Welcome to my project MediaLearn, which is established for the purpose of learning and sharing audio and video knowledge. Currently, it is only limited to the Android platform and will be gradually expanded in the future. Friends interested in audio and video field knowledge, welcome to learn together!!

The feed

This is the third chapter in the MediaCodeC series on how to use MediaCodeC to encode photo sets as video files. MediaCodeC is a very useful API for handling Android multimedia. In this experiment, the set of images used is MediaCodeC hard decoded video, and the video frames are stored in the image file article. The set of images decoded from the video has a total of 332 image frames. If you are interested in MediaCodeC video decoding, you can also browse the previous article: MediaCodeC video decoding with specified frames, fast and accurate

The core processes

The normal workflow of MediaCodeC is to take the available input queue and populate it with data; Get the available output queue, fetch the data, and repeat until the end. In general, the fill and take out actions are not instantaneous, that is to say, it is not possible to press a frame of data and take out a frame of data. Except, of course, when every frame of the encoded video is a key frame.
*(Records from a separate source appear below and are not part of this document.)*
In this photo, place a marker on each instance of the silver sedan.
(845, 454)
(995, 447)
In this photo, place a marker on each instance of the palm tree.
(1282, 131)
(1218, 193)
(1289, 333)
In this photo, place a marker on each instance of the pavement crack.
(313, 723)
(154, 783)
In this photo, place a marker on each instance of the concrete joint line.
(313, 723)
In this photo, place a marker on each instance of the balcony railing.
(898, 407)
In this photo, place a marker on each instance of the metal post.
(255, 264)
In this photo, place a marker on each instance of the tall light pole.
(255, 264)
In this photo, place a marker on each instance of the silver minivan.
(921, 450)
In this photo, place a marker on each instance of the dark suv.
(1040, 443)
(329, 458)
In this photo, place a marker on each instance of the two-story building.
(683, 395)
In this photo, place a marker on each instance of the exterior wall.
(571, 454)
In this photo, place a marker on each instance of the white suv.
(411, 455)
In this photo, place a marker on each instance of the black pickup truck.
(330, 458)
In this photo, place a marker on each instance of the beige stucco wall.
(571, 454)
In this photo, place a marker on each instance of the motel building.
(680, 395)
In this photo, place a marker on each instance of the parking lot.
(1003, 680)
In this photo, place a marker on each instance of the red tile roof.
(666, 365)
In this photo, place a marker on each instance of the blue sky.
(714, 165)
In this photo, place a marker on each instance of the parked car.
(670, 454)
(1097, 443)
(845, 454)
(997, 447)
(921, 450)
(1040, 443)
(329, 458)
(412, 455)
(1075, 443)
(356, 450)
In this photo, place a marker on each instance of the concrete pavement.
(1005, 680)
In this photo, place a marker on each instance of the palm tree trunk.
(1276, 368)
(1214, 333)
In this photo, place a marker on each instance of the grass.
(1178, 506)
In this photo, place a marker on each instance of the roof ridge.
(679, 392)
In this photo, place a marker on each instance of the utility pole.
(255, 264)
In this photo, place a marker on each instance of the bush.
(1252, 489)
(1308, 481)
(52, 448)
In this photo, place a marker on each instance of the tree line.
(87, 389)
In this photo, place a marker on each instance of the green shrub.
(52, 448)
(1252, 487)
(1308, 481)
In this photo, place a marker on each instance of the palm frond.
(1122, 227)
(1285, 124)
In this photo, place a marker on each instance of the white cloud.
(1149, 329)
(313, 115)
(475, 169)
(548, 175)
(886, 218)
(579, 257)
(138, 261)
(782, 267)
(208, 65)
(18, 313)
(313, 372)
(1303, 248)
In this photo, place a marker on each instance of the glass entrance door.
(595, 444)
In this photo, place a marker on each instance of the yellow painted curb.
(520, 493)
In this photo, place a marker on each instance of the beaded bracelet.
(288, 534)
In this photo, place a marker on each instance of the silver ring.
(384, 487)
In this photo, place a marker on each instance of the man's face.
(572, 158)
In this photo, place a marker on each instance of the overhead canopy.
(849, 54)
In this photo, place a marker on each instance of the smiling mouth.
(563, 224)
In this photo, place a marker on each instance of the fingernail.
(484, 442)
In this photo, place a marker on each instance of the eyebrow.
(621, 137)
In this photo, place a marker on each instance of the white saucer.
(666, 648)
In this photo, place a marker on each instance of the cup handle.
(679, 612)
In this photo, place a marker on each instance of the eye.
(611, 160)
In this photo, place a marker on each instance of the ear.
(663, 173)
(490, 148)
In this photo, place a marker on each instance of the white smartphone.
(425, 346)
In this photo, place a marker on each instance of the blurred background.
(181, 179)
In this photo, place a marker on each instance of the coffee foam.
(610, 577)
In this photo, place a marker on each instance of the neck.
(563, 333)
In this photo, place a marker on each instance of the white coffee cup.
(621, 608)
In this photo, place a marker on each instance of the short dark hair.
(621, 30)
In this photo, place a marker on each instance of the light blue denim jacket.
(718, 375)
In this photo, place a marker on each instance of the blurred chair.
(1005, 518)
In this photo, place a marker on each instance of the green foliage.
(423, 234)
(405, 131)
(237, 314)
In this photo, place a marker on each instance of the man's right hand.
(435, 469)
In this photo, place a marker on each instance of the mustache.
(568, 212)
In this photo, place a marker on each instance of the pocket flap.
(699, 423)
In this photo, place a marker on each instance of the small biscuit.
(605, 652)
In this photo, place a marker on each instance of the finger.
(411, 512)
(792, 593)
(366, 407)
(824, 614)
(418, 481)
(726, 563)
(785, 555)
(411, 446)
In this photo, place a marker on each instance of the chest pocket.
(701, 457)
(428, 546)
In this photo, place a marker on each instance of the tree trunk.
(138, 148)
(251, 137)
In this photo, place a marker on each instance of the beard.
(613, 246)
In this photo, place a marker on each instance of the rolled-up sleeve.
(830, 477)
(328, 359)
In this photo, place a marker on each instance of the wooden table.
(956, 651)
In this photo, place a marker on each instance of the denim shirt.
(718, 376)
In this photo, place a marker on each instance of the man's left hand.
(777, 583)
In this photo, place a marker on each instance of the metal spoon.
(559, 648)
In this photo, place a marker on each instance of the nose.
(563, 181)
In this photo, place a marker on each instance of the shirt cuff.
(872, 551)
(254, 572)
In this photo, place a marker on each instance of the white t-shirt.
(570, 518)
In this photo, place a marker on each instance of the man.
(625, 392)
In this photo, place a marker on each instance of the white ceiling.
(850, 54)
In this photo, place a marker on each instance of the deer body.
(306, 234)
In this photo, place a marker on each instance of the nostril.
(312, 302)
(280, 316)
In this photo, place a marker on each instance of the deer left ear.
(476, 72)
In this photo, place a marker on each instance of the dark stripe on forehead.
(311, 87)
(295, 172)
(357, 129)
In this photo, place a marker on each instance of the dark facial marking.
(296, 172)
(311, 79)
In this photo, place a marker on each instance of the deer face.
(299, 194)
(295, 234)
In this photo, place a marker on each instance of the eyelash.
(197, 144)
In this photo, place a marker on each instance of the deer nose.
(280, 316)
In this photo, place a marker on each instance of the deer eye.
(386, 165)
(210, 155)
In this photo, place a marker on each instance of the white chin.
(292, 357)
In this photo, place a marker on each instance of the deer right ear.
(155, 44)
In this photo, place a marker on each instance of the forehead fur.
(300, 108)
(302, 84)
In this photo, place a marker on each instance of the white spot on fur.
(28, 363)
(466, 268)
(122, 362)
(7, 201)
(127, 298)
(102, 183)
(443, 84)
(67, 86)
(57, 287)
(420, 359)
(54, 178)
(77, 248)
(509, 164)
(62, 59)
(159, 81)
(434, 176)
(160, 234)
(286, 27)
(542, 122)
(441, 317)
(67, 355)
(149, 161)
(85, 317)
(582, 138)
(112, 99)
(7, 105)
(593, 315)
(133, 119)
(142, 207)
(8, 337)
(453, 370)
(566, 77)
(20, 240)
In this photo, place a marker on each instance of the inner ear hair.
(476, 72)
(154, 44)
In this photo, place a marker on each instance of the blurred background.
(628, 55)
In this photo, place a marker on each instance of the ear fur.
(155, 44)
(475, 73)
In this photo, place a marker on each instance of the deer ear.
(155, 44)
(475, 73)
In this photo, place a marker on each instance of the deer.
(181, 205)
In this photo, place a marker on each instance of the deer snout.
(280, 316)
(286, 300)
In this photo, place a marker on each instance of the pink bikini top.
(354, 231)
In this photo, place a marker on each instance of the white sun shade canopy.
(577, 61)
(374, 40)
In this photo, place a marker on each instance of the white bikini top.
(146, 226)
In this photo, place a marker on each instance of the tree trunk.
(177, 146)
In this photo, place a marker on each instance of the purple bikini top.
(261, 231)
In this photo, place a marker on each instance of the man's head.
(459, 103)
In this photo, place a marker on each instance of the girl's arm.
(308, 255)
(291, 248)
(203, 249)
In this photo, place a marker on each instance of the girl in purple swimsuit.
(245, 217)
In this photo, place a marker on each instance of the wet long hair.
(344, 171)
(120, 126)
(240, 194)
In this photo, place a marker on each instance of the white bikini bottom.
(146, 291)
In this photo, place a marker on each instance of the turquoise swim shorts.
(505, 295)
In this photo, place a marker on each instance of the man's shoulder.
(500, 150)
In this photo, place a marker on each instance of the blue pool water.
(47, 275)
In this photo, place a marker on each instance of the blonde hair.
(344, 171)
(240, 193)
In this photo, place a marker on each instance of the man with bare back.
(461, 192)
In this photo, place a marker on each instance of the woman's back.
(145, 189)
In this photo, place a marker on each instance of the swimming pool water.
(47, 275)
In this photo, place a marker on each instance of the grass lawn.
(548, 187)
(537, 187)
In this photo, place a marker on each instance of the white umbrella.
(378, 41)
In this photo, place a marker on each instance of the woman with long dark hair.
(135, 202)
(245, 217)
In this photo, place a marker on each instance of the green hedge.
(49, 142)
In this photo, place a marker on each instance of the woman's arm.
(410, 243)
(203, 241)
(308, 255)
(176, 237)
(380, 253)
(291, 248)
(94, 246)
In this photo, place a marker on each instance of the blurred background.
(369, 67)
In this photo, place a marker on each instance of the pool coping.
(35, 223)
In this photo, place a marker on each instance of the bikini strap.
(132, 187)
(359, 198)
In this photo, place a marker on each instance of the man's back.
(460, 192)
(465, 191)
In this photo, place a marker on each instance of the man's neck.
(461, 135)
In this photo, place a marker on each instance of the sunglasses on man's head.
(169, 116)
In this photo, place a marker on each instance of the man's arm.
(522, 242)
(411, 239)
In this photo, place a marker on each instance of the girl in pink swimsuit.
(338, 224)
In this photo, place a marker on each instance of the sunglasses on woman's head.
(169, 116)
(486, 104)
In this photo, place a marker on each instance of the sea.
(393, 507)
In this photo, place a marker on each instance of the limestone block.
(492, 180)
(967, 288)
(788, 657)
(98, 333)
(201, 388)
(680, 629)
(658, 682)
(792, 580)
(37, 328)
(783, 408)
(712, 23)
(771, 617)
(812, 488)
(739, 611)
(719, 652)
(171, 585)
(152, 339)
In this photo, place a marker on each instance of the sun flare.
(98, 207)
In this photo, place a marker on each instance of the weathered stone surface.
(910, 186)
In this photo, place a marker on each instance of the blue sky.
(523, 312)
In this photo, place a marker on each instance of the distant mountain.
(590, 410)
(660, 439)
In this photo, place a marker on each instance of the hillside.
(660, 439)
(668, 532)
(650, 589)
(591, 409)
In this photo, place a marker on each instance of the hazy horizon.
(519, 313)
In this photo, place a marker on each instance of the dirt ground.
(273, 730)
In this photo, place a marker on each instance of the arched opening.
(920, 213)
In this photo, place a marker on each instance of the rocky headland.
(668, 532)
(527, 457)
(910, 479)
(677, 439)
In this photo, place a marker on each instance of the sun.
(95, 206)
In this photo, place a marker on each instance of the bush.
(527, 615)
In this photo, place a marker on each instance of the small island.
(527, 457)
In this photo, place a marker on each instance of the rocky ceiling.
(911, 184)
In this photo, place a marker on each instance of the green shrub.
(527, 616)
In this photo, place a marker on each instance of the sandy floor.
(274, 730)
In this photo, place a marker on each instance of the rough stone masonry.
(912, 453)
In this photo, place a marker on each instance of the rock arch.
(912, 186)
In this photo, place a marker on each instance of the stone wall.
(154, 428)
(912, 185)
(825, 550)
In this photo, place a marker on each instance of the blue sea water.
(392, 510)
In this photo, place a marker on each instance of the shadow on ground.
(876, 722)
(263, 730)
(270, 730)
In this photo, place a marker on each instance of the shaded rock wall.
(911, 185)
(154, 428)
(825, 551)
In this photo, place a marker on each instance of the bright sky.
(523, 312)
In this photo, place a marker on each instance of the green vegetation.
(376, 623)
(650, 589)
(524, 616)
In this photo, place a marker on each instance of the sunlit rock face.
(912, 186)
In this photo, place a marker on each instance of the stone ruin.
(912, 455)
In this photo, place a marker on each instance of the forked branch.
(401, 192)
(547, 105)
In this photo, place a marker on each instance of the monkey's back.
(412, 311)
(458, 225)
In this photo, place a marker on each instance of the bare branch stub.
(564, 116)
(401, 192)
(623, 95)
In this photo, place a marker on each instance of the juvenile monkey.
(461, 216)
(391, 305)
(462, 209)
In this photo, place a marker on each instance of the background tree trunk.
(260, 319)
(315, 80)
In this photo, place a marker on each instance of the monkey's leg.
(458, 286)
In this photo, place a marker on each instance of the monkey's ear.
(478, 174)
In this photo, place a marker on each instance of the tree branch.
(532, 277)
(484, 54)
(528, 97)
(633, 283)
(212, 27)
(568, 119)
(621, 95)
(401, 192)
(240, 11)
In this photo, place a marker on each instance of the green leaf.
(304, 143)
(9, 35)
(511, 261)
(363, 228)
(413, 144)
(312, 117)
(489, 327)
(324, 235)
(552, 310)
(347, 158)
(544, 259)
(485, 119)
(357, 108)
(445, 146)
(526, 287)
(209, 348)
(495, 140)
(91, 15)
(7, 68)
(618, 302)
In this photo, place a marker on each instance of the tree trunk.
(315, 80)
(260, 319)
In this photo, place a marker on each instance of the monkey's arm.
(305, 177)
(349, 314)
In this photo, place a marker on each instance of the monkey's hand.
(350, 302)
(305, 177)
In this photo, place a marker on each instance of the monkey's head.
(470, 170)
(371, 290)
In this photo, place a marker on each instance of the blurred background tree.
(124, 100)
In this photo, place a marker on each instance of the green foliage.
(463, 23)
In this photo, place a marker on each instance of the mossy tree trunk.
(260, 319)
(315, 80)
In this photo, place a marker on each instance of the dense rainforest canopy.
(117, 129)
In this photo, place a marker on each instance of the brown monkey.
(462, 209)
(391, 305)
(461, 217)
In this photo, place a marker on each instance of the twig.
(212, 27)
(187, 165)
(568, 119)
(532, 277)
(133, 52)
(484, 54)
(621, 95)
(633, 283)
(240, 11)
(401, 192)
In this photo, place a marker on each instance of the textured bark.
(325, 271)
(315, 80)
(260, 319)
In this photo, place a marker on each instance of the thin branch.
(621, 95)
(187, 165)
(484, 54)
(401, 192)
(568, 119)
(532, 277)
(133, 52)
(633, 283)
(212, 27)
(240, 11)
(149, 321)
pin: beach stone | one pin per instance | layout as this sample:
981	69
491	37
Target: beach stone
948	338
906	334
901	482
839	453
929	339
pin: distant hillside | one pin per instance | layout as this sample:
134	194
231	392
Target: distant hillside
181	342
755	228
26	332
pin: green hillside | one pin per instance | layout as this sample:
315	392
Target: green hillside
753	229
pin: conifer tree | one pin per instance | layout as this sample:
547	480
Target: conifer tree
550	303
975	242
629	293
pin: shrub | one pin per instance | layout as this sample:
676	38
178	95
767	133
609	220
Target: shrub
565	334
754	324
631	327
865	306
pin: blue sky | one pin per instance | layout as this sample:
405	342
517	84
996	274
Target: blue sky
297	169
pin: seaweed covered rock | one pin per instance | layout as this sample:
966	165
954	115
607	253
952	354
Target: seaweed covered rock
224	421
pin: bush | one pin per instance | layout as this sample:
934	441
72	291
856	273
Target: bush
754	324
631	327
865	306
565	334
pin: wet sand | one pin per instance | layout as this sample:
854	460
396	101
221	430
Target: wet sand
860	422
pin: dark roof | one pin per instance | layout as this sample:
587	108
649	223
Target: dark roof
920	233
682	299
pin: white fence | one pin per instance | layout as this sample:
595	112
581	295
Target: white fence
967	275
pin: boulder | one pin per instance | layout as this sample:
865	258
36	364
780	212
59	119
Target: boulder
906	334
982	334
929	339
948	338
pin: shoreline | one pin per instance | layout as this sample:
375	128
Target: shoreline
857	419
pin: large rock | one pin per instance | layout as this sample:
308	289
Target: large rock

In general, both input and output buffers are written as follows:

for(;;) {// Get the id of the available InputBuffer int inputBufferId = codec.dequeueInputBuffer(timeoutUs);if(inputBufferId >= 0) {ByteBuffer inputBuffer = codec.getinputBuffer (...) ; // inputBuffer fills data codec.queueInputBuffer(inputBufferId...) ; } / / query whether there is available OutputBuffer int outputBufferId = codec. DequeueOutputBuffer (...). ;Copy the code

The coding core flow of this article is similar to the above code. The InputBuffer is replaced by Surface, and Surface is used instead of InputBuffer to fill data.

Why use Surface

There is a description of the Data Type in the official MediaCodeC documentation:

CodeC accepts three types of data: compressed data, raw audio data and raw video data. All three types of data can be processed as Bytebuffers. But for raw video data, Surface should be used to improve CodeC performance.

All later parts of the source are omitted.